The day and duration covariates are also three-column matrices, and we standardise these. Some sites were only visited twice, so the day matrix has some missing values, NA, in the third column. JAGS won’t use these for the analysis, but it does complain if there are missing values in covariates, so we replace those with zeros. The dur matrix has a few more NAs because the survey duration was not recorded; there are only four of these, so we’ll replace those with zero after standardising.
# Attach packages
library(jagsUI)
library(wiqid)
# Read in data
wt <- read.csv("http://bcss.org.my/data/willowtits.csv",
comment="#")
# Extract the detection data and convert to a matrix:
Y <- as.matrix(wt[, 1:3])
n <- rowSums(!is.na(Y))
# Standardise the site covariates as before
elevS <- standardize(wt$elev)
forestS <- standardize(wt$forest)
# Extract the survey covariates as matrices and standardise
day <- as.matrix(wt[, 12:14])
dayS <- standardize(day)
head(dayS)
# day.1 day.2 day.3
# [1,] -1.110455 0.1955548 0.8710771
# [2,] -1.831012 -0.6601068 0.3756941
# [3,] -1.065420 -0.2998282 0.9161119
# [4,] -1.380664 -0.4349327 0.7810075
# [5,] -1.155490 0.1054851 0.8710771
# [6,] -1.650873 0.1054851 0.8710771
dur <- as.matrix(wt[, 9:11])
durS <- standardize(dur)
head(durS)
# dur.1 dur.2 dur.3
# [1,] 0.1469488 0.14694879 0.14694879
# [2,] -1.1170247 -1.19602301 -1.43301803
# [3,] -1.7490114 -1.98600642 -2.30199979
# [4,] -0.8010313 -0.95902798 -1.35401969
# [5,] -0.3270413 -0.09004623 0.06795045
# [6,] -1.2750213 -0.80103130 -0.56403628
# Replace missing values with zero
dayS[is.na(dayS)] <- 0
durS[is.na(durS)] <- 0
The model
Likelihood
The biological process is exactly the same as in the previous tutorial.
We modify the observation process so that detection probability for site $i$ on occasion $j$ is a function of an intercept and the predictors. $${\rm logit}(p_{ij}) = \alpha_0 + \alpha_{dur} Dur_{ij} + \alpha_{day} Day_{ij} + \alpha_{day2} Day_{ij}^2$$(We follow the usual convention of using $\beta$ for the occupancy coefficients and $\alpha$ for the detection coefficients.)
Detection probability is now different for each visit, so we can no longer use the binomial distribution.
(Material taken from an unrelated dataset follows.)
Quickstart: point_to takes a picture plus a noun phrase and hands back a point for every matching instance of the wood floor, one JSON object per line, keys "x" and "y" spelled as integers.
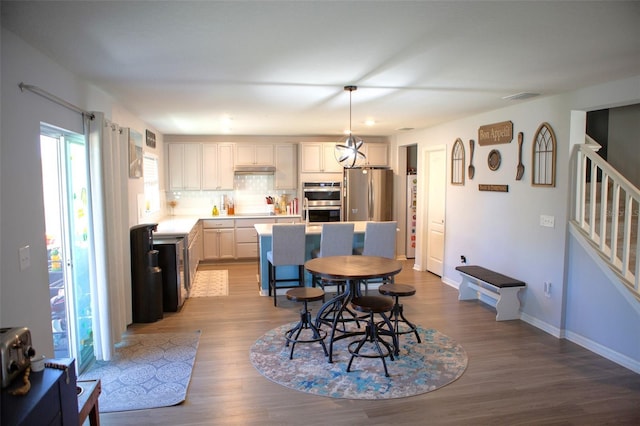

Instead, the individual 1/0 data for each visit are drawn from a Bernoulli distribution: $$y_{ij} \sim {\rm Bernoulli}(p_{ij} z_i)$$
Priors
We use the same priors for the coefficients in the submodel for occupancy as in the previous tutorial.
And we use the same approach to specifying priors for the intercept and coefficients for detection probability.
Model diagram
The JAGS code
# Save this in the file "wt_surveyCovs.jags"
model{
# Likelihood
for(i in 1:nSites) {
# biological model
logit(psi[i]) <- b0 + bFor * fst[i] +
bElev * ele[i] + bElev2 * ele2[i]
z[i] ~ dbern(psi[i])
# observation model
for(j in 1:n[i]) {
logit(p[i, j]) <- a0 + aDur * dur[i, j] +
aDay * day[i, j] + aDay2 * day2[i, j]
Y[i, j] ~ dbern(p[i, j] * z[i])
}
}
# Priors
psi0 ~ dbeta(1,1)
b0 <- logit(psi0)
bFor ~ dunif(-5, 5) # forest
bElev ~ dunif(-5, 5) # elevation
bElev2 ~ dunif(-5, 5) # elevation^2
p0 ~ dbeta(1, 1)
a0 <- logit(p0)
aDur ~ dunif(-5, 5) # duration
aDay ~ dunif(-5, 5) # day
aDay2 ~ dunif(-5, 5) # day^2
# Derived variable
N <- sum(z)
}R code for running the model
This is very similar to the code in the previous tutorial. To get n.eff values around 10,000 I had to double the number of iterations (and also increased thinning). It took about 3 mins on my laptop.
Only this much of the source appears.